Simulated Orthostatism

Animals were gently restrained in a Plexiglas canopy (Rodent ECU; Braintree Scientific) hinged to a tilting Plexiglas support base. The animals were placed so that the thorax was at the same level as the tilting axis. The concept for the tilting apparatus is based on that previously employed with rats (24, 42). The head end of the canopy had a tapered opaque plastic hood to protect the rodents from visual disturbances. This served to minimize the ocular postural input, which may alter cardiovascular reflex responses. Tilt time was 1–2 s from the level (0°) baseline condition to 70° HUT. During the experiments animals remained in the tilted position for 10 min before infusion of the microspheres. Preliminary studies (n = 10) indicated that baseline MAP did not differ between the young and aged rats but that during the 70° HUT, MAP fell in the aged animals and reached a steady state after 2–5 min of tilt onset. Thus the 10-min period of tilt represented a relative steady-state measure of the cardiovascular response to HUT for the young and aged animals.
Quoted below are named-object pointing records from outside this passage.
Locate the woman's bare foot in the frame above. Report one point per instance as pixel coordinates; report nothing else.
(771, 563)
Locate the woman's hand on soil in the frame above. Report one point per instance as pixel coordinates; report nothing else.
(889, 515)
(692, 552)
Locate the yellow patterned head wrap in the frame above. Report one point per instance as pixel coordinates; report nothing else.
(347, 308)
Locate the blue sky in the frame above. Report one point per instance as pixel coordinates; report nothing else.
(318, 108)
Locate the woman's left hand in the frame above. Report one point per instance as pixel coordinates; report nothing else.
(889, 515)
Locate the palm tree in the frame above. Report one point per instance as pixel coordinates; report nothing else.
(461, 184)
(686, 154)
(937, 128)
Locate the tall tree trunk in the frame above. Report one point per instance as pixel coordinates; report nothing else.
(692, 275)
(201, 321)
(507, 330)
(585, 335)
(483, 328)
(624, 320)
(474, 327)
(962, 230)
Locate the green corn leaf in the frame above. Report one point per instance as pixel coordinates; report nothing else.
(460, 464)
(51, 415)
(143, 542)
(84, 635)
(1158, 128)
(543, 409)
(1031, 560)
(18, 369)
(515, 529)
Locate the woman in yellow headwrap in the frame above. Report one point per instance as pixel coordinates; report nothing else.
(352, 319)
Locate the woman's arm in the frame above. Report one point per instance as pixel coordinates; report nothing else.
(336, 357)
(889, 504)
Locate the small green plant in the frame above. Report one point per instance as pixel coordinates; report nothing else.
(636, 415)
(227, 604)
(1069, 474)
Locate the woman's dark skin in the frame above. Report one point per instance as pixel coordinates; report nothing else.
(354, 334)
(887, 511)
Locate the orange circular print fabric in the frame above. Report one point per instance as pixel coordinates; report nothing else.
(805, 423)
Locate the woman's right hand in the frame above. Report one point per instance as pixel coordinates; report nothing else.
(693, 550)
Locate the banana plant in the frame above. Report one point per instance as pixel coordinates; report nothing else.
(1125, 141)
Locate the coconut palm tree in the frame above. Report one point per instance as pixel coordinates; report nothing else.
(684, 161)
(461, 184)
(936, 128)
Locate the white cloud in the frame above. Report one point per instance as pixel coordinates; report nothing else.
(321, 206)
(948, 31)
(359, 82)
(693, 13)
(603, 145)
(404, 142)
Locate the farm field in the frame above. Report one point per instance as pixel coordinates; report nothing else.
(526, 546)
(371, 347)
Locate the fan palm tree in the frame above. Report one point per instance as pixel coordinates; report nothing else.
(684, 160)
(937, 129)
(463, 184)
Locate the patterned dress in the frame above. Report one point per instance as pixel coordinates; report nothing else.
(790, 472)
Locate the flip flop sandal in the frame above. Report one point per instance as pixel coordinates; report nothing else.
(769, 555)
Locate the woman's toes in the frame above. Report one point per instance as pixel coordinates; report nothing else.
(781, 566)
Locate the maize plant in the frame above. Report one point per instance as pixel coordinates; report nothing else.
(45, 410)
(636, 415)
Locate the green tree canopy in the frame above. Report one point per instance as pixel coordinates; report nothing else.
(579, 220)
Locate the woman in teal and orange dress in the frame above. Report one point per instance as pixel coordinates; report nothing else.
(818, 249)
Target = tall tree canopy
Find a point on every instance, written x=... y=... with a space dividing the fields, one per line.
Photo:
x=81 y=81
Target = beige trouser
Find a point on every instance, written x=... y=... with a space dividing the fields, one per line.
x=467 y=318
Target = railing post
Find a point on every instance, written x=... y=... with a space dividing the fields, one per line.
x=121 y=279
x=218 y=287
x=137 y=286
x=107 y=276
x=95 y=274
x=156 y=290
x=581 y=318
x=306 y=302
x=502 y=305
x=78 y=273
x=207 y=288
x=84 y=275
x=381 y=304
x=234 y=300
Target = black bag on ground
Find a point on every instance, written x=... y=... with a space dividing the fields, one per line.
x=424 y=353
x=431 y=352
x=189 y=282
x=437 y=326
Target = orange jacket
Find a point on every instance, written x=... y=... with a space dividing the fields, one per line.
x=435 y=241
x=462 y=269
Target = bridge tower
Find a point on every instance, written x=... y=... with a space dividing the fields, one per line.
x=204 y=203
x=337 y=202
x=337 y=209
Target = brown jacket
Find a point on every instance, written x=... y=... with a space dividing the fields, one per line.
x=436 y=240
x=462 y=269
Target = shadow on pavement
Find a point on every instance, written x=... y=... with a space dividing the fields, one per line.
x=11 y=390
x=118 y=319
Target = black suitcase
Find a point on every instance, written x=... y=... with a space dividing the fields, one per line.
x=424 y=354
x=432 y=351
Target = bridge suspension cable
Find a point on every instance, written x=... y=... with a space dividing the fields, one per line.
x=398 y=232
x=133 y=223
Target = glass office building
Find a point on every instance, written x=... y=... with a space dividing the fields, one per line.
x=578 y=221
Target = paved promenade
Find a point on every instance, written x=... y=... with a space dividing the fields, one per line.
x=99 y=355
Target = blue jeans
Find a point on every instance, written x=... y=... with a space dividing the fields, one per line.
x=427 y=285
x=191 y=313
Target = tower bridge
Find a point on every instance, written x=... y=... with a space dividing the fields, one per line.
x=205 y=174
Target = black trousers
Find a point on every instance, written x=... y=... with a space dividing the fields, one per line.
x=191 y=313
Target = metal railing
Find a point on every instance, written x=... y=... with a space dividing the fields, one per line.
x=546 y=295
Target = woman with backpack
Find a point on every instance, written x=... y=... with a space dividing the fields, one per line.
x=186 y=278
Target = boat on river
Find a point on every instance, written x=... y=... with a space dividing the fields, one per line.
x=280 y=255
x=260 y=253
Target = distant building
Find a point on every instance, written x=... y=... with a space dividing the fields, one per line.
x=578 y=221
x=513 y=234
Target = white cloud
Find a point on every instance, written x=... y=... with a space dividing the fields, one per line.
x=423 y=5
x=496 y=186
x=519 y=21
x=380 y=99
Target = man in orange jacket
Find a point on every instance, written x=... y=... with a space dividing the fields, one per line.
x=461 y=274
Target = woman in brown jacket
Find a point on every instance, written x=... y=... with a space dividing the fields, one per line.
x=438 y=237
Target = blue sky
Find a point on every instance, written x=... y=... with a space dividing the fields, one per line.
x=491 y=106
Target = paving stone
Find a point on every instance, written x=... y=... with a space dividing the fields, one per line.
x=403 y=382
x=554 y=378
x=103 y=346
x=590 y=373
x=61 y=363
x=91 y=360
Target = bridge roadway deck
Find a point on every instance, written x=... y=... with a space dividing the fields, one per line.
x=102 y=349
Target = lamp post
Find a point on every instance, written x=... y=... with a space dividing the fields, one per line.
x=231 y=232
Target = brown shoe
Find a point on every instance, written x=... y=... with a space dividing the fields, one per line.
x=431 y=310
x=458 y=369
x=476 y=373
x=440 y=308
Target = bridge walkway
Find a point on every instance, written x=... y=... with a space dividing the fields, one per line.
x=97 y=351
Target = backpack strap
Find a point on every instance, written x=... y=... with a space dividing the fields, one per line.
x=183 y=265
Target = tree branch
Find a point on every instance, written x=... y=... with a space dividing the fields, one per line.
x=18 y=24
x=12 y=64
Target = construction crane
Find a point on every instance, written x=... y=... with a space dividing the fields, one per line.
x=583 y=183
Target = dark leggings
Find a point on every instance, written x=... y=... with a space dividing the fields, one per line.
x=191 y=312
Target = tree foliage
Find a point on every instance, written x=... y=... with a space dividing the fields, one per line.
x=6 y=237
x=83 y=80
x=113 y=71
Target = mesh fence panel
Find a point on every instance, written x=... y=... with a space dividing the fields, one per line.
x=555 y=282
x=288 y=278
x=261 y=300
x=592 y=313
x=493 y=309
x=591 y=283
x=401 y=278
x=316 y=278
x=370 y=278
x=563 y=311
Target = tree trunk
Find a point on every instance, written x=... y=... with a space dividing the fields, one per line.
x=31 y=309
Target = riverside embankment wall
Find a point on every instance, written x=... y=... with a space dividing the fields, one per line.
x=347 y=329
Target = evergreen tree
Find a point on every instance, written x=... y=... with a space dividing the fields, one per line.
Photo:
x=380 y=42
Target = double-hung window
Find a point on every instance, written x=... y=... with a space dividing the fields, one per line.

Blood Flow and Vascular Conductance Measures

Radiolabeled (⁴⁶Sc and ⁸⁵Sr) microspheres (Perkin Elmer NEN) with a 15.5 ± 0.2-µm diameter were used for blood flow measurements as previously described (4, 20). Specifically, microspheres were suspended in physiological saline with <0.5% Tween 80 and mixed before infusion by 10 min of sonication (FS20 Sonicator; Fisher Scientific). A reference blood sample was taken from the caudal artery at a rate of 0.618 ml/min with a Harvard withdrawal pump (model 907; Cambridge, MA) while simultaneously, 2.5 x 10⁵ microspheres suspended in 0.2 ml of saline were infused into the carotid catheter over a 10- to 15-s period. Warm (37°C) saline (0.5 ml) was infused over a 30-s period immediately after microsphere infusion to clear the catheter of residual microspheres; withdrawal of the reference blood sample continued for 20 s after the saline flush. After euthanasia and tissue dissection, tissue samples were counted in a gamma counter (Packard Auto Gamma Spectrometer, model 5780), and flows were computed from counts per min and tissue wet weights (blood flows reported in ml·min^–1·100 g^–1). Adequate mixing of the microspheres was verified by demonstrating a <15% difference in blood flows to the right and left kidneys. MAP and heart rate were electronically averaged from pulsatile pressure measurements via a pressure transducer (BP100; ADInstruments). Regional vascular conductance (ml·min^–1·100 g^–1·mmHg^–1) was calculated by dividing tissue flows (ml·min^–1·100 g^–1) by the MAP (mmHg).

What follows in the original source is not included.